Regulatory Environment & Compliance
Regulatory Framework: The Company's properties are subject to compliance with the Americans with Disabilities Act (ADA), fire and safety regulations, building codes, and other land use regulations. Trade & Export Controls: Not explicitly detailed in the filing. Legal Proceedings: The Company is involved in various litigation matters arising in the ordinary course of business, most of which are expected to be covered by liability insurance. Management assesses potential losses, and based on current expectations, these matters are not anticipated to have a material adverse effect on the Company's liquidity, results of operations, business, or financial condition. Environmental contingencies are also evaluated, with maximum potential exposure to loss not expected to be material, supported by a master insurance policy providing coverage into 2027.

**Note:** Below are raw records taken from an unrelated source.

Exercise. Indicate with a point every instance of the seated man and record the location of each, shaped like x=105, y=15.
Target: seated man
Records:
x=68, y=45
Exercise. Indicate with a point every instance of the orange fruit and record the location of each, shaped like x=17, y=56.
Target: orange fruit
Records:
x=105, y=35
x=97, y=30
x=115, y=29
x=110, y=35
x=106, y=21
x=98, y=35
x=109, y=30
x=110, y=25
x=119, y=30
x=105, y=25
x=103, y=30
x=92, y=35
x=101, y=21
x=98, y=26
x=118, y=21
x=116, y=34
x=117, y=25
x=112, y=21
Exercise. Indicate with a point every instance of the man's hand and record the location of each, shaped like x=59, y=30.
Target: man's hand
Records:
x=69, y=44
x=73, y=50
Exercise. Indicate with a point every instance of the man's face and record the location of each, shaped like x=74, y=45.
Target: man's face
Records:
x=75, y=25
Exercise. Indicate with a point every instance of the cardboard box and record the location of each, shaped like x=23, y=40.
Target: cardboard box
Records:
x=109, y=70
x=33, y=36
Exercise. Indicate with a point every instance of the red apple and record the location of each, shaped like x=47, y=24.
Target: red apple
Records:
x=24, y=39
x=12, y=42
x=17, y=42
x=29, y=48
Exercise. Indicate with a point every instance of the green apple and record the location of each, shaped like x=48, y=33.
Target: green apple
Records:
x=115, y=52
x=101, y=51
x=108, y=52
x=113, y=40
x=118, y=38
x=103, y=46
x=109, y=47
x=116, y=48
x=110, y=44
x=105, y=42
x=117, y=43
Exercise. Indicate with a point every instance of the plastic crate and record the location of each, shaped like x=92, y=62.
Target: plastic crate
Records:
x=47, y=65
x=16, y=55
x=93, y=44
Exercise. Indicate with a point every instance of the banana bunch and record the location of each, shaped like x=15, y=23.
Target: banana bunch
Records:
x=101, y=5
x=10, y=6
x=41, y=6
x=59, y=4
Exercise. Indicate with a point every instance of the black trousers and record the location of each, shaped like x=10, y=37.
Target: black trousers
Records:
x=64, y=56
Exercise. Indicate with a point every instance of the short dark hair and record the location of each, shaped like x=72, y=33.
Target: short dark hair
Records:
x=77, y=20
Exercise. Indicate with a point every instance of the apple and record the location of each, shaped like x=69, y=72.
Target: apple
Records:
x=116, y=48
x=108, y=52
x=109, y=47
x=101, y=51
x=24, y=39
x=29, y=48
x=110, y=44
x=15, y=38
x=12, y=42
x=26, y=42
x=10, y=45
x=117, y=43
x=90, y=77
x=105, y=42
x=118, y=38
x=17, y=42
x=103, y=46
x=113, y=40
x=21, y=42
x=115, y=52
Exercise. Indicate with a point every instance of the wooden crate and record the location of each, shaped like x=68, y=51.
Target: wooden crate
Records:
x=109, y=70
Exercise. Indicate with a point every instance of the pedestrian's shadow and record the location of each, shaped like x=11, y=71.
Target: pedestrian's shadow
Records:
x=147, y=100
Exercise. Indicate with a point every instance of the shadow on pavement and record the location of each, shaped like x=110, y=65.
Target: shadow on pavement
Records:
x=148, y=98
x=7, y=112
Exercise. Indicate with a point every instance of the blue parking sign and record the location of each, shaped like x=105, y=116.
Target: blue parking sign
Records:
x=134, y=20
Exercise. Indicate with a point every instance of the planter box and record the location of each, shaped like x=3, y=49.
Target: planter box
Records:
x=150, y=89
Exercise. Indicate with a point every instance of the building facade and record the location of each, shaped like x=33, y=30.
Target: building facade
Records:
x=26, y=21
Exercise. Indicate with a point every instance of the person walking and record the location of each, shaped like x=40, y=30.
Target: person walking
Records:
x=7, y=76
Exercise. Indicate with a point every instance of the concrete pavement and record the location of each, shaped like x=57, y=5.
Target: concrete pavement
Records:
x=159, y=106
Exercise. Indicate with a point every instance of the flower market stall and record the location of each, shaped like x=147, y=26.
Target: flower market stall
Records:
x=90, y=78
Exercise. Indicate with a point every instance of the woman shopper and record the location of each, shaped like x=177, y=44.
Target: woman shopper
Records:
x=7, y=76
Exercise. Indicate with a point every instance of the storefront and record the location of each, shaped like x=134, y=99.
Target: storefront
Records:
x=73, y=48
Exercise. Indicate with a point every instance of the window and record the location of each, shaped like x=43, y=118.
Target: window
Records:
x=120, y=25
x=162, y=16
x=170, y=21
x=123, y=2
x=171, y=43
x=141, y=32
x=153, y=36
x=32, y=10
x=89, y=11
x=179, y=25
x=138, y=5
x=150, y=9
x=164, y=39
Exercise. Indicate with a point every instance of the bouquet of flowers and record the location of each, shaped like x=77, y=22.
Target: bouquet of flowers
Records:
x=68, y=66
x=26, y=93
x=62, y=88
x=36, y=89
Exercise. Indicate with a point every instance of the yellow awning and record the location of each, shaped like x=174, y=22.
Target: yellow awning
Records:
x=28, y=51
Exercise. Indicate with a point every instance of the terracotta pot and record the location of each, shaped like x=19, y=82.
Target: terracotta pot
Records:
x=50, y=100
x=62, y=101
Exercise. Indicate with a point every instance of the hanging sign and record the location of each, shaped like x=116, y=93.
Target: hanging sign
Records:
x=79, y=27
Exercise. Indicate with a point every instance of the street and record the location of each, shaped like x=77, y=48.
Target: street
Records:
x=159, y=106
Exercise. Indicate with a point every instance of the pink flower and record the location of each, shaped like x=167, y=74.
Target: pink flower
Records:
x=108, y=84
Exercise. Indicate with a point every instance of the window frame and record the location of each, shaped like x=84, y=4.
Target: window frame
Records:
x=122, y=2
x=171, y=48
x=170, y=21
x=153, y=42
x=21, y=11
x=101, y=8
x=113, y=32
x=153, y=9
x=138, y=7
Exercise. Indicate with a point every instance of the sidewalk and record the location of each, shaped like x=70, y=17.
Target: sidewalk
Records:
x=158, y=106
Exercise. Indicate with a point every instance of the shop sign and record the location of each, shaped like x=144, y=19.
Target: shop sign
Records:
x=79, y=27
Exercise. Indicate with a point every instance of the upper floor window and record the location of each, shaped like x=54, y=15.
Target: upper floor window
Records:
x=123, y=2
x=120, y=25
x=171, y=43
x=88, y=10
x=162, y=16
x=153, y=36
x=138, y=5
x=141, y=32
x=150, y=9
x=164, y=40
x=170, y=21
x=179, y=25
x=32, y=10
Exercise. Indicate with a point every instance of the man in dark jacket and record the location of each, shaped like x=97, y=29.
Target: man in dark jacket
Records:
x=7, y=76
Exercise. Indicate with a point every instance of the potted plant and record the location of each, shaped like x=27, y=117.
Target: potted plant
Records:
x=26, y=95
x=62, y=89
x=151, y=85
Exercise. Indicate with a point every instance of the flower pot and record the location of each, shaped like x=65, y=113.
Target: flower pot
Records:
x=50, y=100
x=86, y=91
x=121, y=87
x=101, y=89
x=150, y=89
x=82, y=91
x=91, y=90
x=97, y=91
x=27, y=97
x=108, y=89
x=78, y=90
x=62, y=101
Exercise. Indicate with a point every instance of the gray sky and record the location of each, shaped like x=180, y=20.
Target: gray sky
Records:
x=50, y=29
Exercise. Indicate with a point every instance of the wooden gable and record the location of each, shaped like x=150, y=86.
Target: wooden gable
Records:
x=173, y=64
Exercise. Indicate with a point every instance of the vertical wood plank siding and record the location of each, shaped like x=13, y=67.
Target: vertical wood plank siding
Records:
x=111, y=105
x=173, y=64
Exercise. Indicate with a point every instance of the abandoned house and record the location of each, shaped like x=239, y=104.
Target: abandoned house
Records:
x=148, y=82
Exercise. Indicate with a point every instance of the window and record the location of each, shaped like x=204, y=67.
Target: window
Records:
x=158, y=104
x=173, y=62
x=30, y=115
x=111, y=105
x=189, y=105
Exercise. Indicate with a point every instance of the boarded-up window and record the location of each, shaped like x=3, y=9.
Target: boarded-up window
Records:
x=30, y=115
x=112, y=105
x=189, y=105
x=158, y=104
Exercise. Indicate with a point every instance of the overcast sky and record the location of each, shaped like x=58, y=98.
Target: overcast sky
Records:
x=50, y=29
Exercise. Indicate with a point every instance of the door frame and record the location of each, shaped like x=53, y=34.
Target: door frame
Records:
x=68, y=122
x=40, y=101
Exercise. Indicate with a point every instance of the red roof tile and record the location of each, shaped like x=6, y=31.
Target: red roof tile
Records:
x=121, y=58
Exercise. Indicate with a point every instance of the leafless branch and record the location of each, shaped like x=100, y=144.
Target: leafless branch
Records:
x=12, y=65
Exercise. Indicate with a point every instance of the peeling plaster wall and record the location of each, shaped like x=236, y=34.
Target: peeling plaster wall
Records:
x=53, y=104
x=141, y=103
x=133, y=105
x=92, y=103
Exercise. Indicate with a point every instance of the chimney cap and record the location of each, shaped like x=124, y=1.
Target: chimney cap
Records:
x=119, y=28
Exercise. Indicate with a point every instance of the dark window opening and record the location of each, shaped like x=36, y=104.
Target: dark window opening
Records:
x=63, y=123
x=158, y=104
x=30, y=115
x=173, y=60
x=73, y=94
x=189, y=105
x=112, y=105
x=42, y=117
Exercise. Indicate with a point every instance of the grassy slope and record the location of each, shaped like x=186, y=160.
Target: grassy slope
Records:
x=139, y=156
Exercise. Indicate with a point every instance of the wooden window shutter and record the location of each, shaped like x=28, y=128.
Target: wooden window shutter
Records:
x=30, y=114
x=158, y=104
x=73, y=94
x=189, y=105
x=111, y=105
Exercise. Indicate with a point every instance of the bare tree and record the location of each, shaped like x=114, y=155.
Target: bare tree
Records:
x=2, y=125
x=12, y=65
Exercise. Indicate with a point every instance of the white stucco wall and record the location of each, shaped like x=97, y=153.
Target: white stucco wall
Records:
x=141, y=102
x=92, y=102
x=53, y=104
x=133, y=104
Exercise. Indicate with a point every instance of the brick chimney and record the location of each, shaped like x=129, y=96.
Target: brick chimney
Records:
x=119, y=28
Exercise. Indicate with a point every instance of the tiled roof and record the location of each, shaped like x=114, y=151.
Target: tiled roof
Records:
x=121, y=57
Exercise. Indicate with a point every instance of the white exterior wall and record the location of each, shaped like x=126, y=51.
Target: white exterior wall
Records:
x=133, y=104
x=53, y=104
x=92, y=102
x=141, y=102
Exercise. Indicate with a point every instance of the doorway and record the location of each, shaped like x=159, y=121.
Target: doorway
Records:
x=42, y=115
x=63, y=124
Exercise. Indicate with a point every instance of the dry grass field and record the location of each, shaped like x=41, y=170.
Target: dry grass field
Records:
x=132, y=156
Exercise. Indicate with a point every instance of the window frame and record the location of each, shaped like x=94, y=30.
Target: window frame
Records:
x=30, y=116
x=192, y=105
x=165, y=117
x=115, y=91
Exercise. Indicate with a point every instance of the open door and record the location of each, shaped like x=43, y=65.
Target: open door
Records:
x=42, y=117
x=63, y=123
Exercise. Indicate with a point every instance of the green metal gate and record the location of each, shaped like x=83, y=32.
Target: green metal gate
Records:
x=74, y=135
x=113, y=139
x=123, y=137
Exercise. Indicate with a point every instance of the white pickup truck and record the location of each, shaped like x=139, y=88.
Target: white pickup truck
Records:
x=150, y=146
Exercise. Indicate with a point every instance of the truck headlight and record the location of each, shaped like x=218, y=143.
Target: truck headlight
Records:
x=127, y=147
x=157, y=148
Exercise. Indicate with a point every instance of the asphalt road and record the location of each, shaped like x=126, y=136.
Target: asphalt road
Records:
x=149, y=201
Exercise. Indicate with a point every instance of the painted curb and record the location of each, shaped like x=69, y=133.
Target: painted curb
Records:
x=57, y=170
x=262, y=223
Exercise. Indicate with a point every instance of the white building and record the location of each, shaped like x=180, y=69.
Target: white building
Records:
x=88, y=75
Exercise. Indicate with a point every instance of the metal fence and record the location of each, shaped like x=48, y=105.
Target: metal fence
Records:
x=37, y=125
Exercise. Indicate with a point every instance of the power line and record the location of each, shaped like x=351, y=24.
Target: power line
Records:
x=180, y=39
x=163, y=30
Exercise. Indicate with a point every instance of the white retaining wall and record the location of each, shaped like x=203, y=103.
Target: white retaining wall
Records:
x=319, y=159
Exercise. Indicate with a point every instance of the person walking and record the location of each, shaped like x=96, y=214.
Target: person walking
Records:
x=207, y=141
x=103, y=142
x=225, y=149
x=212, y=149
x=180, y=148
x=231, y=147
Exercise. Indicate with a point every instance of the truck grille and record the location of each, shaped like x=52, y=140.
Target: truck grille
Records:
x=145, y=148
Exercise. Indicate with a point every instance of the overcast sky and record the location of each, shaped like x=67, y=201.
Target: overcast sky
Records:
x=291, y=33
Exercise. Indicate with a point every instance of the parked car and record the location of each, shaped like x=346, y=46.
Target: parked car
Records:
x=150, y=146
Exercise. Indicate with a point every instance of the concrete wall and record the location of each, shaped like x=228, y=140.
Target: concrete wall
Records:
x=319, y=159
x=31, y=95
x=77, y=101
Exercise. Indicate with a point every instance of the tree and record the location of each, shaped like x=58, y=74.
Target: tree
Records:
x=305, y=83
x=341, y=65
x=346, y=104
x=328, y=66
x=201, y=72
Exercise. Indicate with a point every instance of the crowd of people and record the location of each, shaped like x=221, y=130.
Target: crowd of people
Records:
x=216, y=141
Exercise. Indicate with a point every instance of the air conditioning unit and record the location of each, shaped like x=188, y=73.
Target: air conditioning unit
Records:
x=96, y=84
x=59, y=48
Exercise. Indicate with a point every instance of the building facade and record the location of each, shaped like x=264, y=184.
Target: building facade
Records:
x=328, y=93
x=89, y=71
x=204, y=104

Tax Strategy & Considerations
Tax Profile: The Company operates as a REIT, generally exempt from federal corporate income taxes, but is subject to certain state and local taxes. Its taxable REIT subsidiaries pay income tax on their taxable income. Tax Reform Impact: The Company experienced an "ownership change" under Sections 382 and 383 of the Internal Revenue Code upon its emergence from bankruptcy on November 1, 2021. This event may substantially limit the Company's ability to use certain tax attributes, such as net operating loss carryforwards and other deductions, to offset future taxable income. The five-year recognition period for certain built-in losses expires on November 1, 2026.
Insurance & Risk Transfer
Risk Management Framework: The Company maintains a comprehensive blanket insurance policy covering general liability, property casualty (including fire, earthquake, flood, and wind), and rental loss. Cybersecurity insurance is also maintained. Environmental insurance coverage is in place for certain properties, with limits of $40.0 million per occurrence and in aggregate, extending into 2027. Risk Transfer Mechanisms: The Company utilizes derivative financial instruments, primarily interest rate swaps, to hedge a portion of its interest rate risk associated with variable-rate debt, aiming to stabilize interest expense and manage exposure to rate movements. Uninsured Losses: Certain types of losses, such as lease and other contract claims or some environmental losses, are generally uninsured or not economically insurable. Losses exceeding insured limits could occur, potentially impacting the Company's financial condition.